Downloading carrots-vs-rockets-image-classification.zip to /content
 98% 88.0M/90.2M [00:03<00:00, 41.5MB/s]
100% 90.2M/90.2M [00:03<00:00, 26.6MB/s]


In [None]:
!mkdir sample
!unzip carrots-vs-rockets-image-classification.zip -d ./sample/

In [None]:
! pip install transformers datasets

이미지 데이터를 어떻게 전처리할지 규정합니다.

In [5]:
import torchvision.transforms as transforms
from torchvision.datasets import ImageFolder
from torch.utils.data import DataLoader, random_split

transform = transforms.Compose([
    transforms.Resize((224, 224)),
    transforms.ToTensor(),
    # resnet은 Imagenet기반으로 학습되었기에 ImageNet의 평균과 표준편차로 Standardization을 수행합니다.
    transforms.Normalize(mean=[0.485, 0.456, 0.406], std=[0.229, 0.224, 0.225]),
])

In [6]:
# 규정한 전처리로 이미지데이터를 불러오며 가공합니다.
data = ImageFolder(root='./sample/Images/', transform=transform)

Train, validation, test로 데이터를 분류합니다.

In [7]:
trainProportion = 0.7
valProportion = 0.2

totalSize = len(data)
trainSize = int(trainProportion * totalSize)
valSize = int(valProportion * totalSize)
testSize = totalSize - trainSize - valSize

trainData, valData, testData = random_split(data, [trainSize, valSize, testSize])

데이터 세트를 어떻게 이용할것인지 규정해놓습니다.

In [8]:
trainLoader = DataLoader(trainData, batch_size=32, shuffle=True)
valLoader = DataLoader(valData, batch_size=32, shuffle=False)
testLoader = DataLoader(testData, batch_size=32, shuffle=False)

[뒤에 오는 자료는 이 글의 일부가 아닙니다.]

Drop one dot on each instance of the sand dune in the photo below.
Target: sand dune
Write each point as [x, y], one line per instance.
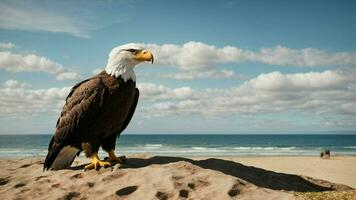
[162, 178]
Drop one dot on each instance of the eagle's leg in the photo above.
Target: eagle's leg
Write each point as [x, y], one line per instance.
[114, 158]
[96, 162]
[109, 146]
[91, 150]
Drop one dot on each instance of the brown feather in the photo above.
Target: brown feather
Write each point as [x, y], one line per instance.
[96, 109]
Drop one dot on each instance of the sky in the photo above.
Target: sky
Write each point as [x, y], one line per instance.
[231, 67]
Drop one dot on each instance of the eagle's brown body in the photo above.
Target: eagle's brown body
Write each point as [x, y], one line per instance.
[96, 111]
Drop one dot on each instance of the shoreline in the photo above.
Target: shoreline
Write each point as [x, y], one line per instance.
[164, 177]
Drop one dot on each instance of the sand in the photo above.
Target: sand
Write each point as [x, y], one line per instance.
[144, 177]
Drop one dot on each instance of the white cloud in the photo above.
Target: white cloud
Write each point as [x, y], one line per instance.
[209, 74]
[196, 55]
[328, 93]
[13, 84]
[20, 100]
[17, 62]
[6, 45]
[15, 17]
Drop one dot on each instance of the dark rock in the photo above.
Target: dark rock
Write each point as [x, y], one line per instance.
[3, 181]
[71, 195]
[126, 190]
[191, 185]
[91, 184]
[19, 185]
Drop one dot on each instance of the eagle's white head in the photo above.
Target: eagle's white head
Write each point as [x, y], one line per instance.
[124, 58]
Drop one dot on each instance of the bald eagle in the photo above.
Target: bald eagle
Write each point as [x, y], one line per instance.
[97, 111]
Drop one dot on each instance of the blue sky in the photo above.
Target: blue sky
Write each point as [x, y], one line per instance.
[221, 66]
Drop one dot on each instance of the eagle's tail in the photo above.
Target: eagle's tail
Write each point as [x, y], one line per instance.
[59, 157]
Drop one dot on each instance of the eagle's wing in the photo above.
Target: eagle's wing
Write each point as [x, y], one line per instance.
[132, 111]
[82, 104]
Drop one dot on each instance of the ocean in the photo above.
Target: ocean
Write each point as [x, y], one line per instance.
[21, 146]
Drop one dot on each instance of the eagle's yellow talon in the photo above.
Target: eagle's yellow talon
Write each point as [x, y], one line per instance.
[113, 157]
[96, 162]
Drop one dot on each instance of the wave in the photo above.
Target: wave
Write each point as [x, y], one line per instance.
[350, 147]
[263, 148]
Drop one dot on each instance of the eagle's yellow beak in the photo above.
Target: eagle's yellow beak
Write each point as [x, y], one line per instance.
[144, 55]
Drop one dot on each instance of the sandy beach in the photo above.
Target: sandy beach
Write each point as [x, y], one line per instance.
[144, 177]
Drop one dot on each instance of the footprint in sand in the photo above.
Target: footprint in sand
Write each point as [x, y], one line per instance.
[161, 195]
[39, 177]
[90, 184]
[183, 193]
[191, 186]
[4, 181]
[126, 190]
[19, 185]
[234, 190]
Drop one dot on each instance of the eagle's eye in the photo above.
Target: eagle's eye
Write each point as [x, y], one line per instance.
[134, 51]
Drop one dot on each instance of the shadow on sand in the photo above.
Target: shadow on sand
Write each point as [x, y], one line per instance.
[257, 176]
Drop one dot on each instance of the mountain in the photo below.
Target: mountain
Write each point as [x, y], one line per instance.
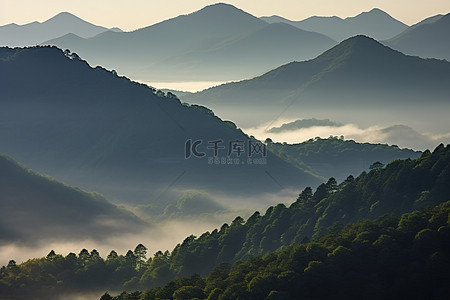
[338, 158]
[425, 39]
[34, 33]
[387, 258]
[90, 128]
[39, 209]
[375, 23]
[357, 80]
[199, 47]
[392, 221]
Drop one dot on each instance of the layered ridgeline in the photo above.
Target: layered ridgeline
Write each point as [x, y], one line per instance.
[338, 158]
[375, 23]
[37, 209]
[357, 80]
[90, 128]
[390, 257]
[426, 39]
[393, 245]
[34, 33]
[217, 43]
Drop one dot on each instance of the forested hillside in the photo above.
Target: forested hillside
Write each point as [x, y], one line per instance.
[338, 158]
[388, 258]
[412, 244]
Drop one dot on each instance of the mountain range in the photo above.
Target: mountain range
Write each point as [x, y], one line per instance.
[338, 158]
[90, 128]
[359, 79]
[199, 46]
[34, 33]
[425, 38]
[375, 23]
[49, 210]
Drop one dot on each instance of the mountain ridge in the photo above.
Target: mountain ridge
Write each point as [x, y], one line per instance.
[34, 33]
[192, 47]
[375, 23]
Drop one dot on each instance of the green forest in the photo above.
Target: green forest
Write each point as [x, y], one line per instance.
[382, 235]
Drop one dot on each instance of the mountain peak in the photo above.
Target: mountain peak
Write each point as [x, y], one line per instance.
[360, 44]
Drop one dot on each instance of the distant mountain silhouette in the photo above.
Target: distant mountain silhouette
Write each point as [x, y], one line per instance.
[358, 74]
[93, 129]
[338, 158]
[217, 43]
[36, 208]
[427, 39]
[34, 33]
[375, 23]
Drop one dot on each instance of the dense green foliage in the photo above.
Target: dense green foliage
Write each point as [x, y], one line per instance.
[336, 157]
[400, 187]
[388, 258]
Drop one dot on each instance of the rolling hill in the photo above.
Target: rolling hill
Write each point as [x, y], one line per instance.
[37, 209]
[375, 23]
[338, 158]
[200, 46]
[357, 80]
[90, 128]
[426, 39]
[34, 33]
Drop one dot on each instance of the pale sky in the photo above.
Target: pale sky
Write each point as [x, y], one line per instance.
[134, 14]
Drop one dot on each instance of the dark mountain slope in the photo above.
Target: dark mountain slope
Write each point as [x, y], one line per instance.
[375, 23]
[359, 73]
[200, 46]
[91, 128]
[31, 34]
[37, 209]
[338, 158]
[427, 39]
[394, 255]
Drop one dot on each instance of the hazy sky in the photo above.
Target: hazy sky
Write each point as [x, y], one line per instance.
[134, 14]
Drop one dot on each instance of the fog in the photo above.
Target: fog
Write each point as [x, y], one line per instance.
[161, 235]
[395, 134]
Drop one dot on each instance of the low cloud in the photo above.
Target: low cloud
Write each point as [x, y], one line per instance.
[397, 134]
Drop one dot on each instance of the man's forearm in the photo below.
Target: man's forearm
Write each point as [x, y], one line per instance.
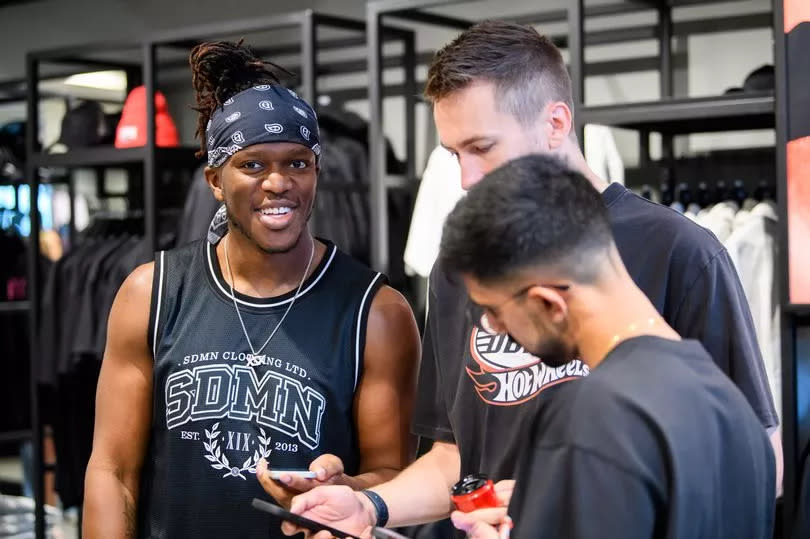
[421, 493]
[109, 506]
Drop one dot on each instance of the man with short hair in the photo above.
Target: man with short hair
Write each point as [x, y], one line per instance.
[656, 441]
[500, 91]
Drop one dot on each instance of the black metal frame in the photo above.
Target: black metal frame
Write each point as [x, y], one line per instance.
[153, 158]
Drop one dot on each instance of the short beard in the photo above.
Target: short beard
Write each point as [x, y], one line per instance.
[246, 233]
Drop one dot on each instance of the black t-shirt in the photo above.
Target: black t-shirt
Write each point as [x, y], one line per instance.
[656, 442]
[477, 389]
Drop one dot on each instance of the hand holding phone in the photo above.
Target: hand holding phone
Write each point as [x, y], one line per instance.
[298, 520]
[303, 474]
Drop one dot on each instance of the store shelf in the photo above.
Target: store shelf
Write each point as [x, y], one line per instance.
[798, 309]
[696, 115]
[15, 436]
[13, 306]
[110, 156]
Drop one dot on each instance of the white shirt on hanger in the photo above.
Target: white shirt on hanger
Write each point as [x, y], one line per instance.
[754, 248]
[439, 191]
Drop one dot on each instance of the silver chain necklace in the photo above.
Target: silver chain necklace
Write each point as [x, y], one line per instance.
[257, 359]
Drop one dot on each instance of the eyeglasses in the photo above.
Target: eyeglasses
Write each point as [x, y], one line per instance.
[491, 314]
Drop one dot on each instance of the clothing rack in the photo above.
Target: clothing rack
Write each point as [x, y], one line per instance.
[669, 116]
[643, 117]
[151, 160]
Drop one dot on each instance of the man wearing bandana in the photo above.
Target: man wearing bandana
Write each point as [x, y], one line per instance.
[260, 348]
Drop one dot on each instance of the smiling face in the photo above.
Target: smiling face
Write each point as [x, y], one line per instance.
[269, 191]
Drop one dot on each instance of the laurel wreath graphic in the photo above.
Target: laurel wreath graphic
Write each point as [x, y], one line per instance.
[219, 460]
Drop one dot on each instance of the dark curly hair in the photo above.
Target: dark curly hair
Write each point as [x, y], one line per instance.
[222, 69]
[531, 212]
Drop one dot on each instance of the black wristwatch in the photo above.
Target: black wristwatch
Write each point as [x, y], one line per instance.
[379, 506]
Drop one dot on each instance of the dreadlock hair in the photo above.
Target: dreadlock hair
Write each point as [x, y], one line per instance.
[222, 69]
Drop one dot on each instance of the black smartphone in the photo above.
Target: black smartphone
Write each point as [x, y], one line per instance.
[310, 525]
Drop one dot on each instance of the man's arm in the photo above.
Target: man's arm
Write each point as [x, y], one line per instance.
[384, 398]
[123, 414]
[383, 404]
[421, 493]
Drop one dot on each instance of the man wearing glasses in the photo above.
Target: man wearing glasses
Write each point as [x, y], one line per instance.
[657, 441]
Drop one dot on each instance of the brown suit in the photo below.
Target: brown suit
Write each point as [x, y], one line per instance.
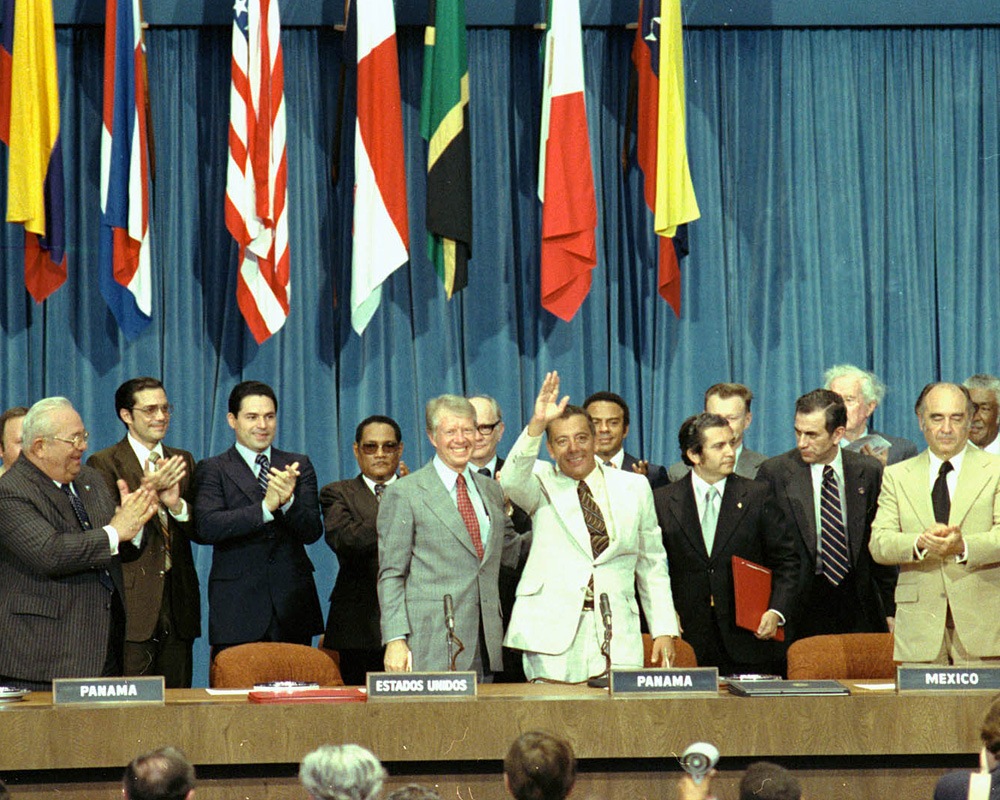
[55, 607]
[144, 567]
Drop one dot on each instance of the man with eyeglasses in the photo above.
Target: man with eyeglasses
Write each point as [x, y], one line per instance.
[162, 598]
[350, 508]
[489, 431]
[61, 608]
[258, 507]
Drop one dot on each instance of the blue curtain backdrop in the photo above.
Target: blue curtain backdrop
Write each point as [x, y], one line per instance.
[849, 182]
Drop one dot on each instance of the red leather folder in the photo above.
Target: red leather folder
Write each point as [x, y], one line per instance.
[326, 694]
[752, 584]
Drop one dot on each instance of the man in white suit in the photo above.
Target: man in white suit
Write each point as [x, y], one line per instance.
[595, 533]
[939, 519]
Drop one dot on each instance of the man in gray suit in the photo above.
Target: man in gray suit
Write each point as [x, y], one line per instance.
[442, 531]
[61, 608]
[731, 401]
[862, 392]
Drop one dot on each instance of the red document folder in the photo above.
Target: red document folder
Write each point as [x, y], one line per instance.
[752, 584]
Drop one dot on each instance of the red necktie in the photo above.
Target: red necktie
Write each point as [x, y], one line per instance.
[469, 515]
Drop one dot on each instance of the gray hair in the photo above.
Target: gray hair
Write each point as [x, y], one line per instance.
[342, 772]
[494, 405]
[872, 389]
[447, 404]
[983, 381]
[38, 421]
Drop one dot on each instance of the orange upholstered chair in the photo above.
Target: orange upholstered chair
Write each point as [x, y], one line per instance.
[855, 656]
[683, 653]
[245, 665]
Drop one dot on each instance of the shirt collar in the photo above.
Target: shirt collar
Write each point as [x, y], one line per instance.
[250, 456]
[956, 460]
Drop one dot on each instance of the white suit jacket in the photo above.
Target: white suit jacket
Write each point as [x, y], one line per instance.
[551, 591]
[926, 588]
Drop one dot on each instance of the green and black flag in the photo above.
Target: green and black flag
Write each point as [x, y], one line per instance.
[444, 123]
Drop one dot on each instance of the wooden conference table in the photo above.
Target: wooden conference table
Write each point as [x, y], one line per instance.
[873, 744]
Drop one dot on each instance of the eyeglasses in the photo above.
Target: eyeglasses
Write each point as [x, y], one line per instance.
[79, 441]
[149, 411]
[371, 448]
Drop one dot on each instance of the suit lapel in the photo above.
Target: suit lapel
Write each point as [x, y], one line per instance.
[566, 504]
[440, 504]
[685, 511]
[970, 483]
[855, 493]
[241, 474]
[915, 484]
[731, 511]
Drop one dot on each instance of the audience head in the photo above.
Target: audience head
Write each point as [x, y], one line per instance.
[609, 415]
[451, 427]
[342, 772]
[11, 422]
[732, 401]
[539, 766]
[708, 446]
[378, 446]
[990, 733]
[861, 391]
[766, 781]
[54, 438]
[164, 774]
[571, 442]
[944, 412]
[413, 791]
[253, 415]
[820, 422]
[141, 404]
[489, 429]
[985, 393]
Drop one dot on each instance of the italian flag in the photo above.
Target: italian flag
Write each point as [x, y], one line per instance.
[565, 173]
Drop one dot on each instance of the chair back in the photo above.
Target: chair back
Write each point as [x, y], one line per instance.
[854, 656]
[245, 665]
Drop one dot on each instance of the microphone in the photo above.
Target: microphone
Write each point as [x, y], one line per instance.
[699, 759]
[449, 613]
[605, 610]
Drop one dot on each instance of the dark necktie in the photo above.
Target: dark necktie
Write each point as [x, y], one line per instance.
[940, 498]
[598, 530]
[263, 476]
[469, 515]
[833, 537]
[84, 519]
[78, 509]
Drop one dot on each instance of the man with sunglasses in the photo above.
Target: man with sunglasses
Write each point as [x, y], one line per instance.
[350, 508]
[61, 608]
[162, 597]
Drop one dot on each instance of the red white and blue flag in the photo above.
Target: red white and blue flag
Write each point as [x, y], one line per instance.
[381, 227]
[124, 250]
[257, 178]
[565, 173]
[29, 125]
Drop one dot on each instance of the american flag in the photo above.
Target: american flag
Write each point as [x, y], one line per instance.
[125, 273]
[256, 184]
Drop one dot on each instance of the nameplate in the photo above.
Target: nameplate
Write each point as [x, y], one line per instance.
[389, 685]
[947, 679]
[664, 681]
[107, 690]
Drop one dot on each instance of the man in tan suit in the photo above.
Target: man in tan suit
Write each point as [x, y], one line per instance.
[939, 520]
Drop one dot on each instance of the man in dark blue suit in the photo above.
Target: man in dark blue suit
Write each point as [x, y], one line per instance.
[258, 506]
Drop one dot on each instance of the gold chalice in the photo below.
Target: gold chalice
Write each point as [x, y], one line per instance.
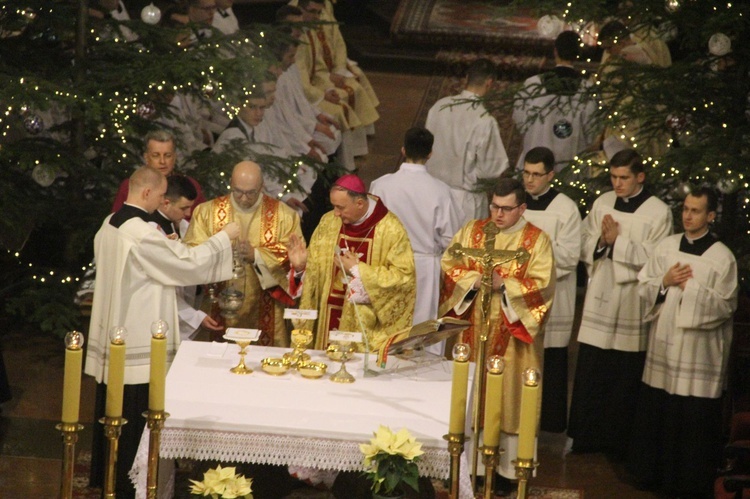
[301, 338]
[341, 351]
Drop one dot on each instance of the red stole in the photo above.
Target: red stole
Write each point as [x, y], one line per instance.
[358, 239]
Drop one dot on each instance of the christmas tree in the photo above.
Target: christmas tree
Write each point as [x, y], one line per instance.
[79, 92]
[690, 119]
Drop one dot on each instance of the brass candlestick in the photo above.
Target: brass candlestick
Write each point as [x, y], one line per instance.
[70, 437]
[489, 258]
[155, 424]
[524, 469]
[112, 431]
[455, 448]
[490, 458]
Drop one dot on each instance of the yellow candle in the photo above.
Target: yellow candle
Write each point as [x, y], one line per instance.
[529, 409]
[493, 400]
[158, 372]
[72, 377]
[457, 421]
[115, 378]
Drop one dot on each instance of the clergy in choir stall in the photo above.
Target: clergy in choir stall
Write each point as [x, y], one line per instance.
[302, 118]
[558, 216]
[619, 235]
[224, 19]
[247, 137]
[138, 270]
[424, 205]
[328, 116]
[160, 153]
[690, 286]
[339, 53]
[266, 227]
[359, 269]
[325, 83]
[467, 146]
[555, 109]
[169, 218]
[521, 300]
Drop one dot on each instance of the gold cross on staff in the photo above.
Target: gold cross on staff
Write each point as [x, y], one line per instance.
[489, 257]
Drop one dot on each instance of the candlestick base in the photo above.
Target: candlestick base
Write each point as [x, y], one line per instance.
[70, 437]
[155, 422]
[112, 431]
[455, 448]
[524, 470]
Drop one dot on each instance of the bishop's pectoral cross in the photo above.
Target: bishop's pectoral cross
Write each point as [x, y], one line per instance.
[489, 258]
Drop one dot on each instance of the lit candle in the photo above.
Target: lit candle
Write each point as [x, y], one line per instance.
[529, 405]
[116, 374]
[158, 372]
[457, 421]
[493, 400]
[72, 377]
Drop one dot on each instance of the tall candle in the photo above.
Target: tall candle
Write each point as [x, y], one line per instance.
[493, 400]
[116, 374]
[158, 372]
[529, 410]
[457, 421]
[72, 377]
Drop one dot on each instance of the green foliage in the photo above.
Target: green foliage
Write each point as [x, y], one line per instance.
[391, 472]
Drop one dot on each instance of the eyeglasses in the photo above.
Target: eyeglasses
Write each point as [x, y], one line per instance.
[534, 175]
[504, 209]
[247, 194]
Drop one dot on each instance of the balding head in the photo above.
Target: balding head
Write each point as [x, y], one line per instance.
[146, 188]
[246, 183]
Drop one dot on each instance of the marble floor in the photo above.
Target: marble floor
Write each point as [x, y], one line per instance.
[30, 447]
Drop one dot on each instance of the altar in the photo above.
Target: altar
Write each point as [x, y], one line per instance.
[290, 420]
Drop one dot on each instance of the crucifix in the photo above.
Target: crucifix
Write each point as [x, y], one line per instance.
[489, 258]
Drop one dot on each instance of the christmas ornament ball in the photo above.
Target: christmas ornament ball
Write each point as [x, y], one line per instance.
[151, 14]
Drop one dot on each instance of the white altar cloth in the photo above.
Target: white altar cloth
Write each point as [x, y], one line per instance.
[258, 418]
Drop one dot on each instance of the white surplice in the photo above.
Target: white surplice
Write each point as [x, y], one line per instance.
[562, 223]
[137, 272]
[612, 311]
[691, 331]
[467, 148]
[431, 218]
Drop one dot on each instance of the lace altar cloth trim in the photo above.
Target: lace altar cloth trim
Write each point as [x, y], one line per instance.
[272, 449]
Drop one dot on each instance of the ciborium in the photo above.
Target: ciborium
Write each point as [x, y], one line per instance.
[301, 339]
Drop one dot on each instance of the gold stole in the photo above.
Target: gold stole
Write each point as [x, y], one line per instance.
[222, 215]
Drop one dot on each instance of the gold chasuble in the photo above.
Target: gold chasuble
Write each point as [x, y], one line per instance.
[529, 289]
[267, 226]
[386, 268]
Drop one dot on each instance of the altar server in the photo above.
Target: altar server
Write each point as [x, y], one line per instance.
[137, 272]
[424, 205]
[619, 235]
[467, 145]
[558, 216]
[690, 287]
[520, 302]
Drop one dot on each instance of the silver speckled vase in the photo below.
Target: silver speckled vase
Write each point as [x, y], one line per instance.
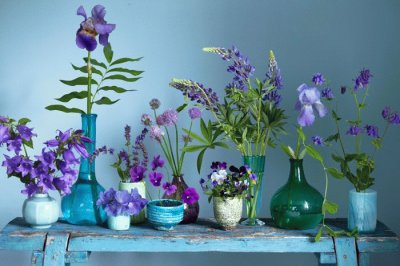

Pre-trained된 모델인 Resnet50을 가져옵니다.

In [21]:
import torch.nn as nn
import torchvision.models as models
model = models.resnet50(pretrained=True)
model.fc = nn.Linear(model.fc.in_features, 2)

불러온 모델을 파인 튜닝해보겠습니다.

파인 튜닝시 사용할 최적화 방식을 규정해 놓습니다.

In [23]:
import torch.optim as optim
criterion = nn.CrossEntropyLoss()
optimizer = optim.Adam(model.parameters(), lr=0.001)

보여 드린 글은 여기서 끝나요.